On 11/09/2013 11:12, Sam Spilsbury wrote:
Quick thought: there's also an important psychological effect to
building the tests on a standard make because it promotes them to the
same importance as the rest of your code. They become less of an
afterthought and it promotes greater care around how people design
the tests (eg, making the tests clean, making sure they run
quickly), as well as how the rest of the codebase interacts with the
tests. We observed a similar effect at Canonical between the projects
which had test building on by default as opposed to those that did
not.

Then we should definitely fix users (developers) and their workflow,
not some arbitrary “problem”, as I said already.


It all depends on whether or not the tests are there as a basic
safety line for managing releases or whether or not tests are used
as a tool to iterate and improve quality. In the latter case,
building them by default is a very sensible decision indeed.

Not at all. They should be *run* by default in this case, not just be
built. If their point is to check the code, they must do that, not just
build against some headers. See the end of this email.


On Wed, Sep 11, 2013 at 4:53 PM, Peter Hutterer wrote:
from my experience, every project I've worked on that has a test
suite needed this patch eventually, there's always a way to forget
to run make check and suddenly you find out that it's been broken
for months. (this is largely because test suites have a tendency to
become outdated and useless, but...)

Again, users need a “patch”. I’ll add a bit on that at the end of this
email.


how so? TESTS defines what's run during make check. check_* defines
what's built, the two are related but not the same.

Because building tests means you need their *dependencies*, which should
definitely not be needed if you do not want to run them.


I know the principle, I'm claiming that without this, tests will
eventually break unless you find a way to force everyone to run make
check.

Which, coincidentally, wastes maintainer time too if you get a patch
that's fine but breaks make check and you have to get through another
revision.

So, you have tests that build. Fine. Now what? If nobody run them, they are useless. The best way to force them is the vcs. Just add a git hook that runs them on commit or push, are you are sure you repo will never break. But you should teach people to run them, not force them to do so.

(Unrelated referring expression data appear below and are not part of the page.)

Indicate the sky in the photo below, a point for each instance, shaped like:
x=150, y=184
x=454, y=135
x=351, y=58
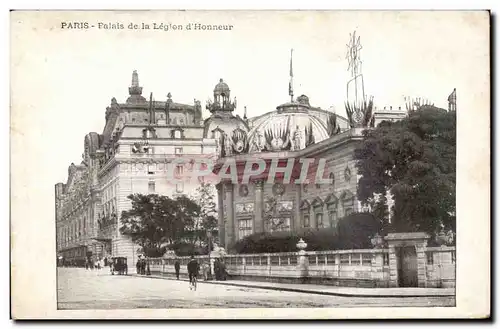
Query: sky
x=62, y=80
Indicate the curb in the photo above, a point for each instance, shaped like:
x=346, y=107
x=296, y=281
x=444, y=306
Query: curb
x=316, y=292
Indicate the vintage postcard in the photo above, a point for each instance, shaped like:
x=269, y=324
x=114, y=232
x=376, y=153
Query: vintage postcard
x=250, y=164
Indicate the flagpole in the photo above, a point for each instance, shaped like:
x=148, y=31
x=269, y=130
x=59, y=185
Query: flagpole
x=290, y=91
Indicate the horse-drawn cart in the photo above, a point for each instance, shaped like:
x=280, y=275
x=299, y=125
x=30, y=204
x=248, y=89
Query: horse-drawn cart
x=119, y=265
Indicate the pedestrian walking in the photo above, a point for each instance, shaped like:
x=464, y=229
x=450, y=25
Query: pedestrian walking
x=177, y=266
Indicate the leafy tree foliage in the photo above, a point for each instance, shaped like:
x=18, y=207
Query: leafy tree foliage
x=352, y=232
x=413, y=159
x=156, y=220
x=196, y=233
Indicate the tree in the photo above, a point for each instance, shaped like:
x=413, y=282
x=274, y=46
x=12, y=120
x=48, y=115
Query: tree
x=156, y=220
x=207, y=221
x=413, y=159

A good example (for me) is Cairo. Their tests are noinst_* already (side note: we have to patch that in Exherbo to avoid circular dependencies on fresh installs).
They are known to be broken for ages, but they build fine, sure!

Having tests built by default is not a bad idea, it is a bad fix. The developer *will* think “Hey, tests build, everything’s ok!” while his commit just broke them.


If you want to force tests build or run, you can tweak rules a bit:

if RUN_TESTS_BY_DEFAULT
 ifneq ($(ALREADY_INSIDE),yes)
all-local:
        $(MAKE) ALREADY_INSIDE=yes check
 endif
else
if BUILD_TESTS_BY_DEFAULT
 ifneq ($(ALREADY_INSIDE),yes)
all-local:
        $(MAKE) TESTS= ALREADY_INSIDE=yes check
 endif
endif
endif

It is both more explicit and saner, imo.


As a last note: if tests do not introduce new dependencies *and* are quick to build, it is fine to build them by default from a packager’s point of view (but not with a check_ vs. noinst_ hack). But please, do not tell me “it will make people keep them up-to-date”. They should be *already*, since people *should* run (and thus build) them. Also, having them broken clearly states “we don’t care about them”, which is sane if upstream really do not care.